Kasa unterwarf nun Tigré und nahm den Titel Theodoros, Kaiser (Negus Negesti, »König der Könige«) von Äthiopien, an. Auch die Provinz Schoa fiel ihm zu. Sahela Selassis Nachfolger, König Haila Malakot, verlor Krone und Reich in einer einzigen Schlacht und starb bald nachher 1856. Nun bildeten die drei Staaten Tigré, Amhara und Schoa Ein Reich. Nachdem er die Empörung Negusiés, der sich zum Herrscher von Tigré aufwarf, 1861 unterdrückt hatte, begann Theodoros durchgreifende Reformen des Staats und der Kirche.

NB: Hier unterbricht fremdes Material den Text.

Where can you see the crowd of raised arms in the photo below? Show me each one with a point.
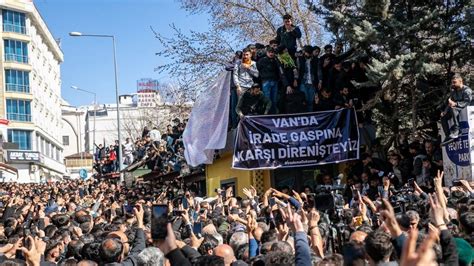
(100, 223)
(392, 208)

Die Zustände Abessiniens zeigten ein Gemisch europäischer Formen und barbarischer Roheit: es bestand eine Art Feudalsystem neben völlig demokratischen Einrichtungen;
die Rechtspflege war auf das justinianische Recht gegründet, die Verwaltung eine äußerst einfache.
Daneben galt indes ein rohes Kriegsrecht, auch die Blutrache, freilich beschränkt durch zahlreiche Zufluchtsorte (Gheddems). Mit eiserner Strenge und blutiger Grausamkeit wurden Ordnung und Sicherheit gehandhabt, durch Einführung der Monogamie die Sittlichkeit gehoben. Von besonderer Wichtigkeit war, daß unter der Billigung des Volks Theodoros die Güter der Kirche einzog, dagegen der Geistlichkeit ein bestimmtes Einkommen sicherte und den Klöstern das zu ihrem Unterhalt ausreichende Land ließ.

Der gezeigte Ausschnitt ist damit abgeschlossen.